Motivated by geopolitical, energy affordability and emission reduction concerns, many governments have been strengthening policies to reduce reliance on fossil fuels for heating. Regulations to support the uptake of clean heating technologies and regulations to restrict the use of fossil fuel-based technologies are the primary policy levers used to decarbonise heating energy use. Recent policy action remains concentrated in Europe and the United States, and policies are not yet sufficient to align these regions, let alone the world, with the Net Zero Scenario milestones. 

Financial incentives remain the most common type of policy support to encourage renewable heat uptake globally. The recently legislated Inflation Reduction Act in the United States includes USD 9 billion to help consumers electrify their homes through rebates and energy efficiency promotions, with certain households eligible to access rebates of up to USD 8 000 for heat pump purchases.
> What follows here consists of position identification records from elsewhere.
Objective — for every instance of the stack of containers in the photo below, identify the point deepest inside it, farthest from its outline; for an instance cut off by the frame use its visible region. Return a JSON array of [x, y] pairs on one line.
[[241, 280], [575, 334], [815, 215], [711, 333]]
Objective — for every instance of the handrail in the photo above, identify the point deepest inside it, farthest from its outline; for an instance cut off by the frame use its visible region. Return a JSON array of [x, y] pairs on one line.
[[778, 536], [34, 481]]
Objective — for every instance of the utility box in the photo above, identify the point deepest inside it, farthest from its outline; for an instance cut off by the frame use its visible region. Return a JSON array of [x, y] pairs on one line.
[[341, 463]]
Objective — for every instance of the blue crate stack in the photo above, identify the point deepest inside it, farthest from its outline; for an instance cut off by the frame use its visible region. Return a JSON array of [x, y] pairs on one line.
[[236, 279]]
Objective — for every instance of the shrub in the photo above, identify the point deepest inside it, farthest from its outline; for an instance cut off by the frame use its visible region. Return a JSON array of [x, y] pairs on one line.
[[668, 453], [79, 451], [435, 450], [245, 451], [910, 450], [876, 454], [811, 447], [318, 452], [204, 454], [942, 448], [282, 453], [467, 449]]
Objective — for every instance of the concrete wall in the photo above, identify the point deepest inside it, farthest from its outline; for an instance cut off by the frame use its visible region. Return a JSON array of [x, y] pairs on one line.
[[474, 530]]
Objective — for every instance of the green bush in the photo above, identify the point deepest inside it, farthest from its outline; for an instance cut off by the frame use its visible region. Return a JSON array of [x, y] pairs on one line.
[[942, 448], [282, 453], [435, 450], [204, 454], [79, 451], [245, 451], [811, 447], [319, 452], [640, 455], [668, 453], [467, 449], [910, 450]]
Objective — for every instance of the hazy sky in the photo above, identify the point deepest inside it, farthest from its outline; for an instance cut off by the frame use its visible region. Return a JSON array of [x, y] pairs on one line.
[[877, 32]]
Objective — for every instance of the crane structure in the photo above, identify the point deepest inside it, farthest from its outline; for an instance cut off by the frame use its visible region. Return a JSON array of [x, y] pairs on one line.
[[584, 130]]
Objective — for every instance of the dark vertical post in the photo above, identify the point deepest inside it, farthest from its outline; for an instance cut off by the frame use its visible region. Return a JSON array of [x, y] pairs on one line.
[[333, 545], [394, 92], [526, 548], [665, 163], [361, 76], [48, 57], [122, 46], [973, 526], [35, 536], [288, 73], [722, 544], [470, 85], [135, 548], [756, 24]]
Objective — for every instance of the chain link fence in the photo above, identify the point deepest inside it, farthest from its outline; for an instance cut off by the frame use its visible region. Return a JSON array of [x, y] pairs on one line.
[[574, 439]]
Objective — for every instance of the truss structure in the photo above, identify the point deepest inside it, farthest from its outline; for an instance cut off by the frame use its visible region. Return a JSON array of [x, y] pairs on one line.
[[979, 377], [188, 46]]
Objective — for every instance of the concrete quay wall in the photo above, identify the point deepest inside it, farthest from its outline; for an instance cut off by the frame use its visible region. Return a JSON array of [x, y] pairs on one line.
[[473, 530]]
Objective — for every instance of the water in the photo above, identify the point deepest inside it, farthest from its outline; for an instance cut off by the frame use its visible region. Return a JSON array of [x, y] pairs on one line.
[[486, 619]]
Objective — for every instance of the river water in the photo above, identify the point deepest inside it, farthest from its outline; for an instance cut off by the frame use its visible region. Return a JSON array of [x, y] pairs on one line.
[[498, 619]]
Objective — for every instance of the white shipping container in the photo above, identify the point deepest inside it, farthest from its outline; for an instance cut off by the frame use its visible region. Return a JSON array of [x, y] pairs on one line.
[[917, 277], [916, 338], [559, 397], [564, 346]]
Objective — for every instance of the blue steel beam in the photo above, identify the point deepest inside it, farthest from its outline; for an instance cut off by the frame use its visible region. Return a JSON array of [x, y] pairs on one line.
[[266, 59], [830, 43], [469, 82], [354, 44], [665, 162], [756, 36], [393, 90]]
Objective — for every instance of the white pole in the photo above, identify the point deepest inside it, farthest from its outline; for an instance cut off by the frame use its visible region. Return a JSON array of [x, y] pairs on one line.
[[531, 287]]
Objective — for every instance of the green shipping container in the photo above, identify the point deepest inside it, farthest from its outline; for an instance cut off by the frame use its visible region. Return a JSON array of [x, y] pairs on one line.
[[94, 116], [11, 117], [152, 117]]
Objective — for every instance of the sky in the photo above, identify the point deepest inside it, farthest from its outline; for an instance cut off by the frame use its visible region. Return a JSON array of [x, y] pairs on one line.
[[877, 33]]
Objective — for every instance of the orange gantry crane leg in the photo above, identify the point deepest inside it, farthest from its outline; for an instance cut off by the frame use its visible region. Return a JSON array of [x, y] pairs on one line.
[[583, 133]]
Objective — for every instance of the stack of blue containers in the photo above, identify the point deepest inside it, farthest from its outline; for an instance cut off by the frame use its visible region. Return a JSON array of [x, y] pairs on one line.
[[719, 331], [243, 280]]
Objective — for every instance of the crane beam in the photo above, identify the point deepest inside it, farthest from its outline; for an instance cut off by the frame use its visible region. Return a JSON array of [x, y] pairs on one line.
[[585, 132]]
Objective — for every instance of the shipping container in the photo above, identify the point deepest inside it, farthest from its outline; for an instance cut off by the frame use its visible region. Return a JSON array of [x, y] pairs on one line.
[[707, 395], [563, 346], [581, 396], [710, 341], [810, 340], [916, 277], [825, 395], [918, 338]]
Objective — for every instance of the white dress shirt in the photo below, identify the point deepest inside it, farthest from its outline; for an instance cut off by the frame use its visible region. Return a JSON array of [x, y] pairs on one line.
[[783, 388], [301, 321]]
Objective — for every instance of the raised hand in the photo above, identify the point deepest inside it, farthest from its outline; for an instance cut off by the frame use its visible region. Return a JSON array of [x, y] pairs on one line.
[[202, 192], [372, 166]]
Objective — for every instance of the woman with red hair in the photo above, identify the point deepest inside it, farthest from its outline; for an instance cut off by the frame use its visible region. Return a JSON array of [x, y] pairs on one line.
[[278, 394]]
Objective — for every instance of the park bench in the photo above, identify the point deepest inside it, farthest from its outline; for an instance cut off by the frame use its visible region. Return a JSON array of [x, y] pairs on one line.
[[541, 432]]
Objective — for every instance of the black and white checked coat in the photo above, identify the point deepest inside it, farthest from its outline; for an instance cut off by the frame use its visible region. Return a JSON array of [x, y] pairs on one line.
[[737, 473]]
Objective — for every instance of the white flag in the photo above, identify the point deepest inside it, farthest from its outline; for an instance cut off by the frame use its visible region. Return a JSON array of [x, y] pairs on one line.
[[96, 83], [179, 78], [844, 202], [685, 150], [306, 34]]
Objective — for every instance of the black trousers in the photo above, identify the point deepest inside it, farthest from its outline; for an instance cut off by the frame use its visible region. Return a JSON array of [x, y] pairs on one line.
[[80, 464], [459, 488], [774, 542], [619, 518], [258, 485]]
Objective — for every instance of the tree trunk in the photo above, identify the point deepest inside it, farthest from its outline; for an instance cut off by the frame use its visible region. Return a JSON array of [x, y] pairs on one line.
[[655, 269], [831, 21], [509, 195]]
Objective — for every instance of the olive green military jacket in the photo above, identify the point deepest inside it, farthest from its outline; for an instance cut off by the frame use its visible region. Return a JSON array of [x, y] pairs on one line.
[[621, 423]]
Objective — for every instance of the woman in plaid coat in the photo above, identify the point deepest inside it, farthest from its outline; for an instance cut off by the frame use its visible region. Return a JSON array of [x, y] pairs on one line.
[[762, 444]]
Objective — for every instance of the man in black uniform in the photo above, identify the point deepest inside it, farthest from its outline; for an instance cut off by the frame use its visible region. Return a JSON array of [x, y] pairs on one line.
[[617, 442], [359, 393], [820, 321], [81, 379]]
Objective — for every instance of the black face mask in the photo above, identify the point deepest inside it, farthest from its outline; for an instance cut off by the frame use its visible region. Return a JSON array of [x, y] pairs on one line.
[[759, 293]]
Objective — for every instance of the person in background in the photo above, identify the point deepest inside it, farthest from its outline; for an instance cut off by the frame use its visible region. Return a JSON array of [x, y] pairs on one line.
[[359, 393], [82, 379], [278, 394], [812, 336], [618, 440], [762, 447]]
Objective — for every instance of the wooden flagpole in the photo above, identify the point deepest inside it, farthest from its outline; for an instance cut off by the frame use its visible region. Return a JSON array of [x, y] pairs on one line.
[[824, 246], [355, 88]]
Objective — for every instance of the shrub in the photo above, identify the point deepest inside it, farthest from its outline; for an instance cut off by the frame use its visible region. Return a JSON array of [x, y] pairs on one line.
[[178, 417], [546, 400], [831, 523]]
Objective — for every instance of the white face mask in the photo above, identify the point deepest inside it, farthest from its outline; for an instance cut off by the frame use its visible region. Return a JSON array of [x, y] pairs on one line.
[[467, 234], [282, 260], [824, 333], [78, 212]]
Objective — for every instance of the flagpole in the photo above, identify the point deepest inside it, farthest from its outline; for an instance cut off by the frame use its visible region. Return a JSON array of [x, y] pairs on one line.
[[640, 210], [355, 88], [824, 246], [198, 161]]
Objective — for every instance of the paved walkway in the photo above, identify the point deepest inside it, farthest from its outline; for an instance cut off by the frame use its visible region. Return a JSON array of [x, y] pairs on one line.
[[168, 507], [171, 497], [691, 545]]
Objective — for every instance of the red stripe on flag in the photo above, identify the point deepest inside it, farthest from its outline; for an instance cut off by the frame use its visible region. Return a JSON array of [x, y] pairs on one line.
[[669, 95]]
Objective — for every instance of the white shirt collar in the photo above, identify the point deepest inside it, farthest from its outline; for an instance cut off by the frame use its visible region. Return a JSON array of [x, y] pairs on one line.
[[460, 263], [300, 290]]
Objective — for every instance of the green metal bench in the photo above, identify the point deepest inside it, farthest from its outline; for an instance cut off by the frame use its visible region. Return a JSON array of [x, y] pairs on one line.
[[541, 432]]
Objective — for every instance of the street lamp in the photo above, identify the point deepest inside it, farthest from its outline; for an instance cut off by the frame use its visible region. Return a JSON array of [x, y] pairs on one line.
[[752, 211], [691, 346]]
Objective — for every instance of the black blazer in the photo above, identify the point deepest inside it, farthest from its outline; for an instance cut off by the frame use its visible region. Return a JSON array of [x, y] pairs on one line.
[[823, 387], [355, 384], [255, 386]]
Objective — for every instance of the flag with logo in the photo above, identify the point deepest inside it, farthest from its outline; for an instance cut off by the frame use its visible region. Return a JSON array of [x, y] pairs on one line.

The bill also provides USD 200 million for “training and education to contractors involved in the installation of home energy efficiency and electrification improvements”. 

In Italy the Superbonus scheme, launched in 2020 and extended in 2022, grants households a 110% tax rebate on the purchase cost of low-carbon heating technologies, as well as the cost of building retrofits. In France subsidies for heat pump and renewable heating equipment were increased in 2022 and can be sufficient to tip the economic balance in favour of low-carbon heating instead of gas or oil boilers from both a total cost of ownership and upfront cost perspective. The New Green Savings Programme in the Czech Republic, extended in 2021, offers citizens support for building retrofits, heating system upgrades, advice and access to energy specialists, including subsidies of up to 50% for apartments and family houses.  

Bans and restrictions on certain fossil fuel technologies, notably oil- and/or gas-fired boilers, are becoming increasingly prevalent. National policies have been legislated or announced in Germany, with a ban to be in place by 2025 announced in 2022, and in France, with bans announced in 2020 and 2021, as well as in Sweden, Slovenia and the United Kingdom. Additional bans have been introduced at the municipal and state level, including several city-level bans in the United States. Such regulatory measures are in most cases directed at new building construction, while decarbonising the full building stock will also require bans on the replacement of fossil fuel fired boilers in existing buildings. 

Scotland’s ambitious Heat in Buildings Strategy (2021), which supports the target of achieving a zero-emission building stock by 2045, requires phasing out the installation of new fossil fuel boilers and replacement of existing ones. It also links minimum energy performance requirements for buildings to energy performance certification, mandating that all homes achieve a level of energy efficiency at least equivalent to an Energy Performance Certificate “Class C” by 2033.  


Energy efficiency investment in buildings increased by more than 15% in 2021, reflecting the recovery of construction in Western European countries in particular, as well as continued growth in China and the United States.  

2021 saw an overall increase in venture capital investment; however, this was not concentrated in heating and cooling, where lower activity was recorded compared to the previous year.  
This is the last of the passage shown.